Saturday, May 10, 2008

busted, almost

When you sleep as late as I have for the last couple of days, evening's tend to run into the wee hours. I'm not particularly sleepy right now and so I bring you a blog post.

Despite my resolve to stay under my covers and remain on bed rest, I did venture out briefly to the neighborhood video store in my sweats last night with RC. We wanted to pick up a few movies to see us through the weekend and the only way to ensure there was a movie that I would enjoy, was to go along myself.

And of course while out, a funny thing occurred worthy of sharing.

After wandering around with the hordes of other Friday night movie hopefuls, we completed touring the store, before settling on three different interesting selections.

Bringing the cases to the counter we were greeted by a friendly, young man. After idle chit chat as he was scanning each movie and checking ID, I made my way to the door ahead of RC.
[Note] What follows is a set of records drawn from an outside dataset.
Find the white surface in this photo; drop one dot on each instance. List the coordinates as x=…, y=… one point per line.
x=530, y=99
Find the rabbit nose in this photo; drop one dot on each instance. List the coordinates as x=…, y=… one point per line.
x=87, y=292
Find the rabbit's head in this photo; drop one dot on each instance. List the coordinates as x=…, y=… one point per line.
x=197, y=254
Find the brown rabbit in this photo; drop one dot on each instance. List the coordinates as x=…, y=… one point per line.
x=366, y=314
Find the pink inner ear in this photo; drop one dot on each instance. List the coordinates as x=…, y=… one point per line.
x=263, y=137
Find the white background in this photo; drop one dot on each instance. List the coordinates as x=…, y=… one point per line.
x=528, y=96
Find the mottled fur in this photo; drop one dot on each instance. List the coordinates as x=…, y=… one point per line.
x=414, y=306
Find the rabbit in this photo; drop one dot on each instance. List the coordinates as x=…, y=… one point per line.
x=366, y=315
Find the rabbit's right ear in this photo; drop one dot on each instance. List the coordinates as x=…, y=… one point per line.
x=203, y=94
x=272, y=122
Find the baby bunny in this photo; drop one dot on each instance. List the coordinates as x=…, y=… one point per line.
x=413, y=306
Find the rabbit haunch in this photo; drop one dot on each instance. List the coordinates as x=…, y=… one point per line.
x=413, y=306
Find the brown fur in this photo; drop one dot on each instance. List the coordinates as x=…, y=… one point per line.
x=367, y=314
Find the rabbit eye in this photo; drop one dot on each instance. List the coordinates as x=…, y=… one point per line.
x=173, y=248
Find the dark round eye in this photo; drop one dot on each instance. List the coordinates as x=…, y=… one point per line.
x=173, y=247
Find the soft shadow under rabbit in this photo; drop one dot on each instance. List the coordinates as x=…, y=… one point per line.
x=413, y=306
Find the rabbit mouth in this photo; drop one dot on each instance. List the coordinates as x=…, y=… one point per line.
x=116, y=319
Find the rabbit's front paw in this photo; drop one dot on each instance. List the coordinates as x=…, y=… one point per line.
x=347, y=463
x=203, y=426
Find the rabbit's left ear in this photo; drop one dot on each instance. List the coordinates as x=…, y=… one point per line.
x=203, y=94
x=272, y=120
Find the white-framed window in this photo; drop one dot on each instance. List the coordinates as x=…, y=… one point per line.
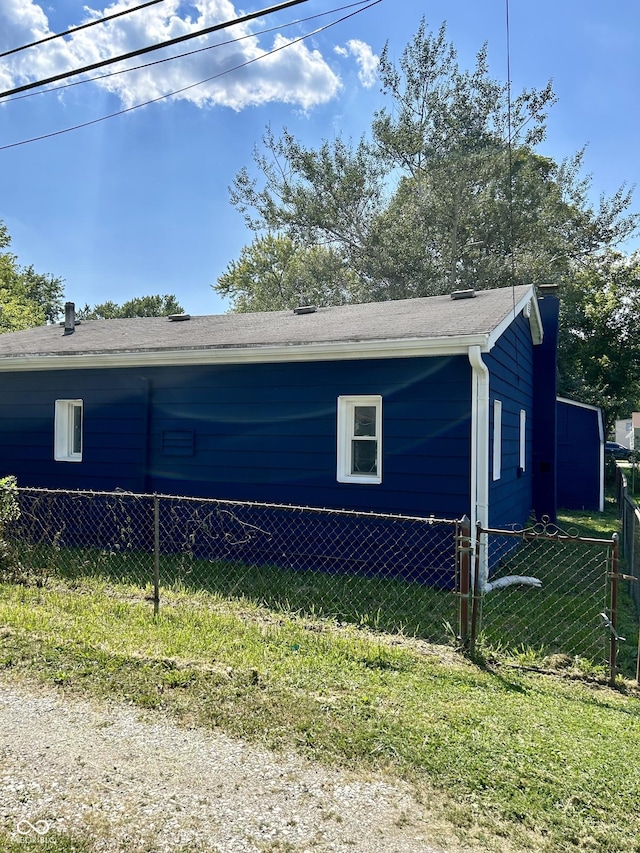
x=497, y=439
x=360, y=439
x=523, y=440
x=68, y=431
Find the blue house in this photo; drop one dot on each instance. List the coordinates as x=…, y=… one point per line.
x=580, y=450
x=438, y=406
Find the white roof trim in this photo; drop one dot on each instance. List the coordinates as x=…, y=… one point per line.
x=400, y=348
x=580, y=405
x=535, y=320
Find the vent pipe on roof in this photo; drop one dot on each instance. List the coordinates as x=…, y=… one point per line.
x=69, y=318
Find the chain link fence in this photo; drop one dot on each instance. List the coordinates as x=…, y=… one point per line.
x=548, y=591
x=630, y=514
x=539, y=589
x=385, y=572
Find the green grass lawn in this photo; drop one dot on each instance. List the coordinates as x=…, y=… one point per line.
x=507, y=758
x=545, y=763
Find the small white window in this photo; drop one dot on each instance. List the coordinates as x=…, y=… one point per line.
x=523, y=440
x=497, y=439
x=360, y=439
x=68, y=431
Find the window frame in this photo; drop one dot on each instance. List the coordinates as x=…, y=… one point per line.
x=523, y=440
x=497, y=439
x=346, y=437
x=67, y=431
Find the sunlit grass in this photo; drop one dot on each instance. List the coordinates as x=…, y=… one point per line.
x=499, y=754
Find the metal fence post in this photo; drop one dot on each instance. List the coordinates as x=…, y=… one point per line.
x=613, y=615
x=463, y=545
x=156, y=555
x=475, y=607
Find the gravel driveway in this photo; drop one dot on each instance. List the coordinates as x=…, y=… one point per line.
x=129, y=780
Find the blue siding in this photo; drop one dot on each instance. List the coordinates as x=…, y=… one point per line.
x=511, y=367
x=115, y=429
x=579, y=457
x=264, y=432
x=545, y=389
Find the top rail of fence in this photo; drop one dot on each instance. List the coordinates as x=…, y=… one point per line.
x=348, y=513
x=531, y=534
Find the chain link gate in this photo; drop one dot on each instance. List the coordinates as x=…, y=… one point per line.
x=547, y=590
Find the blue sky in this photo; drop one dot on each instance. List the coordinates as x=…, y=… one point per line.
x=138, y=204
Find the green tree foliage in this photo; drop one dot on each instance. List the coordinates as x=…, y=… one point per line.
x=274, y=274
x=599, y=349
x=448, y=191
x=139, y=306
x=27, y=298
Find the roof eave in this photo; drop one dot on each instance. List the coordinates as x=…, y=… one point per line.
x=333, y=351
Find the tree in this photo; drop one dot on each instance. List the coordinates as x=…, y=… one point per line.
x=139, y=306
x=599, y=342
x=447, y=192
x=27, y=298
x=274, y=274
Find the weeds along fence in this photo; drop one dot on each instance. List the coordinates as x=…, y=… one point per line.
x=385, y=572
x=548, y=593
x=539, y=589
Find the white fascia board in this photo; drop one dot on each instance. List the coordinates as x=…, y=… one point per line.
x=535, y=320
x=569, y=402
x=400, y=348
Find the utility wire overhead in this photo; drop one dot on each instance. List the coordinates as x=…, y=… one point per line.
x=192, y=85
x=141, y=51
x=80, y=27
x=190, y=52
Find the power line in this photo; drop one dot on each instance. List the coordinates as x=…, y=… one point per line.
x=189, y=52
x=192, y=85
x=80, y=27
x=141, y=51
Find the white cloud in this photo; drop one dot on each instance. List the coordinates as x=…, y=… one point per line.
x=366, y=60
x=294, y=75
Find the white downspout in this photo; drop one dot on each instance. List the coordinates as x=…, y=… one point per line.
x=479, y=450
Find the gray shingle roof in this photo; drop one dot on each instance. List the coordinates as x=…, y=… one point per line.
x=436, y=317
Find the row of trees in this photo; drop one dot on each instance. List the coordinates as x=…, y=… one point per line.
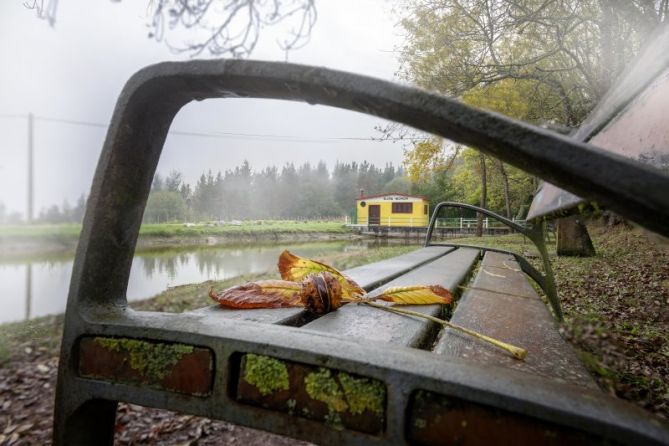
x=291, y=192
x=542, y=61
x=312, y=192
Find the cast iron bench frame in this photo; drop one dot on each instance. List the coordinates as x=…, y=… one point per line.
x=97, y=306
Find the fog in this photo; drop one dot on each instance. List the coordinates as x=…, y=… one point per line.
x=69, y=77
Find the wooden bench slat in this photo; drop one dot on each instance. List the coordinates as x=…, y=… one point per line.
x=367, y=276
x=373, y=324
x=511, y=310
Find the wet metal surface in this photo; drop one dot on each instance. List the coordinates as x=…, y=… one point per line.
x=372, y=324
x=174, y=367
x=439, y=419
x=502, y=304
x=338, y=399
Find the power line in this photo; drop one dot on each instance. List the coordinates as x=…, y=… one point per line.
x=228, y=135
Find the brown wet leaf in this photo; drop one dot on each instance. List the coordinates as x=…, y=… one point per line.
x=261, y=294
x=296, y=268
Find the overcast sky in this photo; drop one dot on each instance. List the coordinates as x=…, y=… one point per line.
x=76, y=70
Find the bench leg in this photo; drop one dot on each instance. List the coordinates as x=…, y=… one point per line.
x=90, y=424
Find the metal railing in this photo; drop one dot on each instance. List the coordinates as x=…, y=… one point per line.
x=536, y=233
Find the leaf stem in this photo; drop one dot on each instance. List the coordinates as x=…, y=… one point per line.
x=517, y=352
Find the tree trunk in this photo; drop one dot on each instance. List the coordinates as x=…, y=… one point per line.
x=484, y=195
x=573, y=239
x=505, y=183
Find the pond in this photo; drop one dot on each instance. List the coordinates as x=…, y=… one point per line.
x=39, y=286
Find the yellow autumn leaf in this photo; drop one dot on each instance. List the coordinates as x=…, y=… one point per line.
x=417, y=295
x=296, y=268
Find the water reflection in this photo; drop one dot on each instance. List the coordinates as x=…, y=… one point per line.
x=44, y=282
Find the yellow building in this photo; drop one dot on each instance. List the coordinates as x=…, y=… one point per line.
x=399, y=210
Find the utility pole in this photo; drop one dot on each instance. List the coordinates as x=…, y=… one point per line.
x=29, y=213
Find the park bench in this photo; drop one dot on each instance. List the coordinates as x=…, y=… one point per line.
x=358, y=375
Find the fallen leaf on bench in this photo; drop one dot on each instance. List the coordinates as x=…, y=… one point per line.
x=261, y=294
x=321, y=289
x=296, y=268
x=417, y=295
x=318, y=293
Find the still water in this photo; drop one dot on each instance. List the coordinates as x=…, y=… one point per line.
x=39, y=286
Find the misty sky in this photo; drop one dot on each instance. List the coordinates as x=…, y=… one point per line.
x=76, y=70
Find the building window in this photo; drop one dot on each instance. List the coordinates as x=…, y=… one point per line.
x=402, y=208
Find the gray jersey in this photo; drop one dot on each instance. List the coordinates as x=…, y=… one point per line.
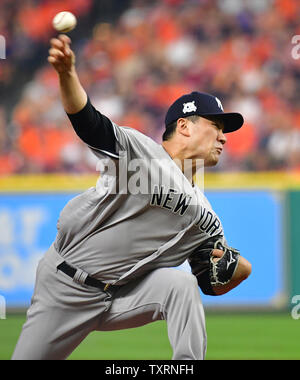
x=137, y=220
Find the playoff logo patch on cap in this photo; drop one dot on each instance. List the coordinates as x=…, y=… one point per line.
x=189, y=107
x=219, y=103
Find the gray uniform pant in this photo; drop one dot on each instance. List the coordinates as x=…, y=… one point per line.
x=63, y=312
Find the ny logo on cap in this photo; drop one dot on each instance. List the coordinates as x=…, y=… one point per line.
x=189, y=107
x=219, y=103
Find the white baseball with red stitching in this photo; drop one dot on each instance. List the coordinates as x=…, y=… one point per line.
x=64, y=22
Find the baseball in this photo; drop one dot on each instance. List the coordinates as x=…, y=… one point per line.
x=64, y=22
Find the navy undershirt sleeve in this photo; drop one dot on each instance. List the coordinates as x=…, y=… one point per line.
x=94, y=128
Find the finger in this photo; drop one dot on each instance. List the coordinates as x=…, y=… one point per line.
x=217, y=253
x=65, y=39
x=56, y=53
x=56, y=43
x=52, y=60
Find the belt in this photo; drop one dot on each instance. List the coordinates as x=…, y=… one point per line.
x=82, y=277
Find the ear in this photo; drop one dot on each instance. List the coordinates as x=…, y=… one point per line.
x=182, y=127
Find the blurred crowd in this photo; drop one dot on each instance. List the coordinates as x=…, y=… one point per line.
x=135, y=67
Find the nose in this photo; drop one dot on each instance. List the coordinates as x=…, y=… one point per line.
x=221, y=137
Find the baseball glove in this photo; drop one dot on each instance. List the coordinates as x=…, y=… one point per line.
x=211, y=273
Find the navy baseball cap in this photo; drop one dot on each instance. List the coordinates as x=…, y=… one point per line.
x=202, y=104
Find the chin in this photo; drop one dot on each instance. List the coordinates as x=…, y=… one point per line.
x=210, y=163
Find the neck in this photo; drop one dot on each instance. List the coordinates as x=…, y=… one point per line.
x=177, y=153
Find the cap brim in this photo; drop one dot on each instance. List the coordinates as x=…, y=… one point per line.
x=232, y=121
As I walked through the security merchandise scanner, it started beeping. No problem I thought to myself, I will just back up, and walk through it again.

And I did, only to have the damn thing start beeping again. Now everyone in line was giving me a look, then turning to the guy handling the movies to see what he was going to do with me.

I looked at the employee, and stated, "I have nothing on me, I do not know why it is beeping like that". He gave me a once over from head to toes, then nodded saying "sometimes cell phones can make it go off".

Chuckling nervously, I smiled and said "ok, if you say so". Hoping madly that he was correct and that he wouldn't say, "come over here for a second".

On my shoulder you see, was a fairly large tote style red pvc satchel. And the LAST thing that I wanted for this youthful guy to ask to take a peek inside of my purse.

You see, there were no stolen or even borrowed movies in my bag. In fact there was nothing in my bag, that I wanted to be sharing with a stranger. Period.

What was in my bag though was a few personal items, like lets say, a whole whack of sex toys. I won't say why or how, but suffice to say there was a butt plug, a double vibrating egg, three vaginal insertables and of course a double butterfly. There are always condoms in my purse, so that wouldn't bother me, but I'd be uncomfortable having a video line up of people viewing my adult sex products.


I try to live by the mantra, Don't Scare The Villagers.